Quando todas as crianças se sentam, a Mi começa então a contar uma história sobre o medo, que é a emoção do dia. “A história é o quebra-gelo para desmistificar o medo e provocar a troca de ideias”, explica Ana Coelho, antes de uma série de dedos no ar dar início às confissões: “Eu tenho medo de aranhas”, “eu de dinossauros”, “a mim é fantasmas” e seguem-se ainda, crocodilos, cobras, tubarões, lobos maus, abelhas e até vespas asiáticas.

Se alguns medos não são contestados, outros provocam debate. Quando uma menina diz muito baixinho que tem medo quando o pai a levanta nos braços “muito alto, junto ao céu”, por exemplo, há uma hesitação coletiva porque ninguém parece perceber se o que a assusta é o azul, o vazio ou a altura, e, cheia de sentido prático, é outra miúda que esclarece: “Tu tens é medo de cair”.

Ora como “quem tem medo compra um cão”, é esse o amuleto proposto pelo Lupas: cada criança da turma recebe do detetive um boneco estofado em tecido branco, que, logo depois, decora a seu gosto de acordo com o que considera um canídeo corajoso. Todos lhe pintam nariz e boca na zona do focinho, mas, terminados os trabalhos de ilustração, não há dois cães iguais: uns têm um olho de cada cor, outros exibem mangas às risquinhas, há ainda os que ficam com o nome do dono tatuado no corpo e outros que exibem flores na barriga.

Quando as pinturas terminam, todos dançam ao som da “Canção das emoções”, cuja música e letra sabem de cor, e depois correm a guardar o seu cãozinho numa caixa individual de cartão, concebida como cofre de amuletos. “Todas as crianças ficam com o seu boneco e guardam-no para o irem buscar quando precisarem dele”, conta a psicóloga Ana Carvalho. Da coleção de talismãs guardada na caixa também já consta um chapéu de alegria, uma varinha mágica contra a tristeza e um pote de calma.

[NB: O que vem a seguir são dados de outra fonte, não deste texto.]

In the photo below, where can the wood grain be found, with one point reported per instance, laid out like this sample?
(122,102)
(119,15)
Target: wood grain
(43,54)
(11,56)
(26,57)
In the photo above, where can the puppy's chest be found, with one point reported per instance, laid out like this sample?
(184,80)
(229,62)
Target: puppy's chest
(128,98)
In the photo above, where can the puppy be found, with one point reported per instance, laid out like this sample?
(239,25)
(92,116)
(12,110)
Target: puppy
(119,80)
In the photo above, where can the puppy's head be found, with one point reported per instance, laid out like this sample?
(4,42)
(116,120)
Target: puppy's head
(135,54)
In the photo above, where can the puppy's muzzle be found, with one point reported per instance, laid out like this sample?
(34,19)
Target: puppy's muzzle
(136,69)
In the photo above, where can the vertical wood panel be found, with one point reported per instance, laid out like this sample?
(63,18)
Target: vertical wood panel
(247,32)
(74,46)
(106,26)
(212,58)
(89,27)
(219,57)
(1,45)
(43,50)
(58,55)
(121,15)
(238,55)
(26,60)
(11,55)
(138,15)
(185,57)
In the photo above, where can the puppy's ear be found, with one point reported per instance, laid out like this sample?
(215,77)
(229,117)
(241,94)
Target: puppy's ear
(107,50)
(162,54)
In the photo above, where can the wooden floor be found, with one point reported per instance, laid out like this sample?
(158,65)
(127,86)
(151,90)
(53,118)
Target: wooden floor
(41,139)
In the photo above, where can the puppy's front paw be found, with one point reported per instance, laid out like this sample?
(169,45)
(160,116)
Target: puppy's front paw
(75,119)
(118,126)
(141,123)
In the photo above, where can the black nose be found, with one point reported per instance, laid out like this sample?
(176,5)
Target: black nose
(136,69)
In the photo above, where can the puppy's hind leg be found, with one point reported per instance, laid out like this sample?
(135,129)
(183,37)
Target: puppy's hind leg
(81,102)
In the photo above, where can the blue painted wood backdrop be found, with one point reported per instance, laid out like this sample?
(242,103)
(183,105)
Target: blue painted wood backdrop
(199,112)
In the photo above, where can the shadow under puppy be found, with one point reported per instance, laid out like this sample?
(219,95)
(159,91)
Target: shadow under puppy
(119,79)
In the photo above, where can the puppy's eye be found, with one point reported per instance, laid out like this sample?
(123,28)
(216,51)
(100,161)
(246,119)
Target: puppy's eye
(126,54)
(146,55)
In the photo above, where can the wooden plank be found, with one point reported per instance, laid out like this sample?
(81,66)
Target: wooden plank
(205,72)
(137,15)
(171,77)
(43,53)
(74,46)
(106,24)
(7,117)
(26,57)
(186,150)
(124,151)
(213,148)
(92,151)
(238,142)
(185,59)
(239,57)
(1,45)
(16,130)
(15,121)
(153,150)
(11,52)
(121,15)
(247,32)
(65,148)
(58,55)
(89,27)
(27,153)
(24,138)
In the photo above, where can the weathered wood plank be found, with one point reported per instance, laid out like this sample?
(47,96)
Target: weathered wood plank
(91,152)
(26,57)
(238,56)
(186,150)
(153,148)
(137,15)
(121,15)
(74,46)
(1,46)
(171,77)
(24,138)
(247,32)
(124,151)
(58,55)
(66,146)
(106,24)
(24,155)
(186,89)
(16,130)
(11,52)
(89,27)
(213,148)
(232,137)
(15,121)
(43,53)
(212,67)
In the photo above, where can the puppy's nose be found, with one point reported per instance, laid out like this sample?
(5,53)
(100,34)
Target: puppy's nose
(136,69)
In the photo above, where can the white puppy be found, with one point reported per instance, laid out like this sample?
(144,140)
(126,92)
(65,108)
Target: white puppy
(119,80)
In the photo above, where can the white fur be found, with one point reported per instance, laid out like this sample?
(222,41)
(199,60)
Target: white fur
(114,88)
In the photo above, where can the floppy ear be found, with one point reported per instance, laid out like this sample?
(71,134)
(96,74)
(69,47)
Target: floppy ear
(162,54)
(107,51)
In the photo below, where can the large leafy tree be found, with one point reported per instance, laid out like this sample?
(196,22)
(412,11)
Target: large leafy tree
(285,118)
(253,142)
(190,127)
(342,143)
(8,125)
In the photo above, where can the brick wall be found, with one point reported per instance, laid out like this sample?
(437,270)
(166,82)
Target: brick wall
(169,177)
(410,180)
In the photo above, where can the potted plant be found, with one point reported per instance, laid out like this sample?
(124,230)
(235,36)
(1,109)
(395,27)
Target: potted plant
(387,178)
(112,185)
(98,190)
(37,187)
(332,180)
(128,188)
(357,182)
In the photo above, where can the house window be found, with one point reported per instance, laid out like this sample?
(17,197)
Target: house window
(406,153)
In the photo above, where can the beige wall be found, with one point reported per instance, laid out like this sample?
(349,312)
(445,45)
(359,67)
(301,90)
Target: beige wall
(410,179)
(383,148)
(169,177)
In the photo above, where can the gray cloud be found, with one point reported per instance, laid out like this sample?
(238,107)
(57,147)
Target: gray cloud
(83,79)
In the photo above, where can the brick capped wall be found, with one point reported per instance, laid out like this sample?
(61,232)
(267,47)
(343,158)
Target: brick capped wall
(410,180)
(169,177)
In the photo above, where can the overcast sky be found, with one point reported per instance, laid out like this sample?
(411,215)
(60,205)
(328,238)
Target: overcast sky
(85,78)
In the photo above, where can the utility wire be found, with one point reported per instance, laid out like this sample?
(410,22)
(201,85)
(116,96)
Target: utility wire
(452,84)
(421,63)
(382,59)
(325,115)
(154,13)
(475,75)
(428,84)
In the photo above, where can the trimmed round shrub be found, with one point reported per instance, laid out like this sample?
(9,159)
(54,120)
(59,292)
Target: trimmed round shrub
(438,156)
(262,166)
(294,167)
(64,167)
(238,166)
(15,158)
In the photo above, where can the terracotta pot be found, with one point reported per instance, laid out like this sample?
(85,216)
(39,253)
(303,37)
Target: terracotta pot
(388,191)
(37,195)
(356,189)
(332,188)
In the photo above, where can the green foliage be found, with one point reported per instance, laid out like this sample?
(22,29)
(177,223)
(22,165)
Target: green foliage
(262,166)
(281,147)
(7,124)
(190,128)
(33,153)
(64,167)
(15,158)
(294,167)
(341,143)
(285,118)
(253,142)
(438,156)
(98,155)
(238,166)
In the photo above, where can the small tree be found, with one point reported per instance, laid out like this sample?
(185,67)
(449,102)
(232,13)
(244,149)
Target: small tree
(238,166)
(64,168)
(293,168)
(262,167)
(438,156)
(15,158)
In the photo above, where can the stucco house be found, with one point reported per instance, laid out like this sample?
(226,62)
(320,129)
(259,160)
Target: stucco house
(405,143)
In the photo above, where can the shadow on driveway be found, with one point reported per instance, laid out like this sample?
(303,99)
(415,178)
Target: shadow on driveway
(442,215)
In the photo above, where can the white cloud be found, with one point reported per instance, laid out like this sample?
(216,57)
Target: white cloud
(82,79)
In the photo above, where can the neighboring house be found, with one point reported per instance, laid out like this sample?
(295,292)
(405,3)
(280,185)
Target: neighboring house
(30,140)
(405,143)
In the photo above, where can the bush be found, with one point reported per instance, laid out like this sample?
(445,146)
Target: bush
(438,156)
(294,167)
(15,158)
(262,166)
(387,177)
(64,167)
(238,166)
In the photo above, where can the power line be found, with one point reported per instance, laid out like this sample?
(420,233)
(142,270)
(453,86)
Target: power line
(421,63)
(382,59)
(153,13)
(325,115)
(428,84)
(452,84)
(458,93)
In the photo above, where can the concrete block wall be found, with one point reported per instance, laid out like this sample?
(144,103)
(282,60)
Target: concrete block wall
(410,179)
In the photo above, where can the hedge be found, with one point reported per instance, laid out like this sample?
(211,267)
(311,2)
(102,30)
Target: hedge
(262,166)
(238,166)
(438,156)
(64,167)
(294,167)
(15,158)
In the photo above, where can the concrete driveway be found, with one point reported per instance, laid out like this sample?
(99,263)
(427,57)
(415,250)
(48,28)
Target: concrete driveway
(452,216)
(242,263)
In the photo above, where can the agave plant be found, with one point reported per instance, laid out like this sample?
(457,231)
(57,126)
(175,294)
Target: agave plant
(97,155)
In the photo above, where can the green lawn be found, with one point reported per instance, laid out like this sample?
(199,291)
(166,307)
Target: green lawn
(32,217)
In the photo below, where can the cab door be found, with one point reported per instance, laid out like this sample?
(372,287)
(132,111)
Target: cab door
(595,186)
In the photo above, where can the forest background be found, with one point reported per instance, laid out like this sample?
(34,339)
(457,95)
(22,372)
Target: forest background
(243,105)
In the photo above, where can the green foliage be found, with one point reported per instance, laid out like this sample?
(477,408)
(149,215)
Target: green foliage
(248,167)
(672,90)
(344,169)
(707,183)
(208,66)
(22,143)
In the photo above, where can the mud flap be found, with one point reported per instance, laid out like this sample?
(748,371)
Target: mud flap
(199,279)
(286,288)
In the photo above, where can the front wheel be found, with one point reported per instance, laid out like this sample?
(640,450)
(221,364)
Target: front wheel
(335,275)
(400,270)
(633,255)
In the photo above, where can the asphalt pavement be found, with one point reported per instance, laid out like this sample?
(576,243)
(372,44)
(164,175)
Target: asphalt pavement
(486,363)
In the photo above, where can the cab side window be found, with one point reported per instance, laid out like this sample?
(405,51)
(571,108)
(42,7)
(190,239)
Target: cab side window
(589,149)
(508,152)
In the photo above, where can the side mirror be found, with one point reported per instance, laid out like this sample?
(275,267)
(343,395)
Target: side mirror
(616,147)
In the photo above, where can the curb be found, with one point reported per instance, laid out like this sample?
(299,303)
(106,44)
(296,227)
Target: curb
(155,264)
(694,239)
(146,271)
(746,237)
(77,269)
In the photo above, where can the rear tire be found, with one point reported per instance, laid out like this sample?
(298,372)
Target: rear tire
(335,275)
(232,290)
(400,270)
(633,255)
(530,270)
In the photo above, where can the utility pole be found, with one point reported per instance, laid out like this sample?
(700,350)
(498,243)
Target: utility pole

Uma das grandes exigências do projeto é, aliás, criar esses materiais de apoio para 350 crianças, o que, contabilizando “um amuleto por cada uma das sete emoções em causa”, dá 2.450 peças de costura ou bricolage, na sua maioria executadas por Marisa Alves, reputada pelas suas “mãos de anjo para manualidades”.

A avaliar pelo comportamento dos destinatários das suas peças, esses dotes confirmam-se: a Soraia abraça-se ao seu cão e aperta-o contra a bochecha; o Bernardo traz o seu a cumprimentar a jornalista; a Benedita e o Toni gostam de lantejoulas, mas optam por cães discretos; o Francisco batizou o seu de “Coquinhas”, enquanto o Malone quis um cão homónimo; o Emanuel pintou um coração na orelha do canídeo; o Santiago preferiu o seu com as orelhas no lugar das pernas e a Íris tem-nas no sítio certo, mas pintou uma de rosa e outra de azul.

No cão do Emanuel é que há mais animais além daquele que ladra. “Então tu puseste aranhas no teu cão? Como é que não tens medo de tantas aranhas?”, pergunta-se ao artista. “Porque não é preciso”, diz ele. “Eu sou maior do que elas”.